Sul sito ufficiale dell’albergo si legge che “la fortezza di Mamula fu costruita nel 1853 per difendere la porta di accesso al golfo. Durante entrambe le guerre mondiali servì da prigione, per poi essere abbandonata e lasciata al degrado“.

Questa spiegazione però corrisponde solo in parte alla verità, il che non stupisce considerando che uno dei principali fattori che hanno reso possibile la realizzazione del progetto Mamula Island è legato proprio alla superficialità con cui l’investitore ha interpretato la storia locale.

Durante la Seconda guerra mondiale la fortezza di Mamula non fu trasformata in prigione, bensì in un campo di concentramento fascista. Certo, una rinomata azienda svizzera si sarebbe trovata in imbarazzo a dover spiegare ai suoi clienti che verranno ospitati nello stesso spazio, o addirittura nelle stesse camere dove i fascisti tennero rinchiusi i civili e i membri del movimento di resistenza, sottoponendoli a varie torture e privandoli di cibo, spesso al punto da lasciarli morire di fame. Alcuni dei detenuti furono condannati a morte dai tribunali militari fascisti e fucilati.

Questo capitolo della storia dell’isola di Lastavica si potrebbe facilmente spiegare ai turisti, ma l’azienda svizzera evidentemente conta su una clientela per nulla tormentata dai fantasmi del passato di un paese così “esotico” come il Montenegro. L’azienda con tutta probabilità ha deciso di utilizzare il termine “prigione“ per adeguarsi al linguaggio politicamente corretto, perché un conto è costruire un albergo in un luogo precedentemente occupato da una prigione e un altro conto è letteralmente trasformare un ex campo di concentramento in un resort di lusso.

Ma i fatti sono fatti. Stando all’Enciclopedia croata, i campi di concentramento sono “luoghi di internamento di massa della popolazione civile locale o straniera (a volte anche di internamento dei militari) all’interno delle grandi aree isolate e recintate. Aprendo e mantenendo in funzione i campi di concentramento, i regimi totalitari o militari mirano a reprimere gli oppositori politici.
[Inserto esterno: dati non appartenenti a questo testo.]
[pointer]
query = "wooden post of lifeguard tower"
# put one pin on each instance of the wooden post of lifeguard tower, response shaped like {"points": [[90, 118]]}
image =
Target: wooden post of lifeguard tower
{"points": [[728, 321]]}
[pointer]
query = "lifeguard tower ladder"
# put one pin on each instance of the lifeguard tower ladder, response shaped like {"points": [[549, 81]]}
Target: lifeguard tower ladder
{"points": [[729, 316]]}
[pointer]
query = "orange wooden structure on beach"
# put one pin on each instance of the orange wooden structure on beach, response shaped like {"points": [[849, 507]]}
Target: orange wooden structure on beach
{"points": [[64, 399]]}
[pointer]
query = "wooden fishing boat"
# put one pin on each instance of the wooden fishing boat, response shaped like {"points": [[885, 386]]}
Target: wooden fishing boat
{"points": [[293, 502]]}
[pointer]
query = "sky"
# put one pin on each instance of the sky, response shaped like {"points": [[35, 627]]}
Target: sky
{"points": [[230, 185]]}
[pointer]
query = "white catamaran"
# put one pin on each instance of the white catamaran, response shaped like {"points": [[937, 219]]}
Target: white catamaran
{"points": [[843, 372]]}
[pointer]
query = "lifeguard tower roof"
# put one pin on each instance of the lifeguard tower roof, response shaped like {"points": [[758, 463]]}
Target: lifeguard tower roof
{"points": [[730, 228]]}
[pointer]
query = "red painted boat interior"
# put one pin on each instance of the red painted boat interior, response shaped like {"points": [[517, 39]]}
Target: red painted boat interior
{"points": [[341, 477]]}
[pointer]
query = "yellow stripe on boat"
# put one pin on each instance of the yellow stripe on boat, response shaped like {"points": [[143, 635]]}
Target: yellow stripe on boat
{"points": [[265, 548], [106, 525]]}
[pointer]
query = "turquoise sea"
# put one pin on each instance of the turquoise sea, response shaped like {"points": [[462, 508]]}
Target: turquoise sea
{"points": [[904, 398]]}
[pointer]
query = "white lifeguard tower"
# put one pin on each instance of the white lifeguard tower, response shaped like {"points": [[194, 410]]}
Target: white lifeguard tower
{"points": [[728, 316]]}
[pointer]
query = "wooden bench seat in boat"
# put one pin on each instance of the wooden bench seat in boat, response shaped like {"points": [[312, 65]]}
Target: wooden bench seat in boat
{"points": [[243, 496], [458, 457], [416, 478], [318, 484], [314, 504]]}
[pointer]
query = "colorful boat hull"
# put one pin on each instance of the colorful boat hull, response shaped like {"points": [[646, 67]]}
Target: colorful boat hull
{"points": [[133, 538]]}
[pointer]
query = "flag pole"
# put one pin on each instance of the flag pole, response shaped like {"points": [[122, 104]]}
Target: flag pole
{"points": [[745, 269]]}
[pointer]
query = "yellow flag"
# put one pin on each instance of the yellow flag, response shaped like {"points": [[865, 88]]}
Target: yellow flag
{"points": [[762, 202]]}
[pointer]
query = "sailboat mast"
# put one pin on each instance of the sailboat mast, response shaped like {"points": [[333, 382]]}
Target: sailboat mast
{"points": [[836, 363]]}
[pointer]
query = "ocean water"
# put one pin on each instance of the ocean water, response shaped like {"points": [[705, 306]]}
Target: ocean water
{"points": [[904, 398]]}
I criteri per l’internamento possono variare da persona a persona, ma il più delle volte riguardano intere categorie della popolazione (massicce persecuzioni politiche, etniche, religiose o razziali). Tra i motivi alla base dell’internamento ci sono la sicurezza nazionale, lo sfruttamento economico, la volontà di punire e intimorire il resto della popolazione”.

Questa definizione descrive perfettamente la funzione attribuita alla fortezza di Mamula durante la Seconda guerra mondiale.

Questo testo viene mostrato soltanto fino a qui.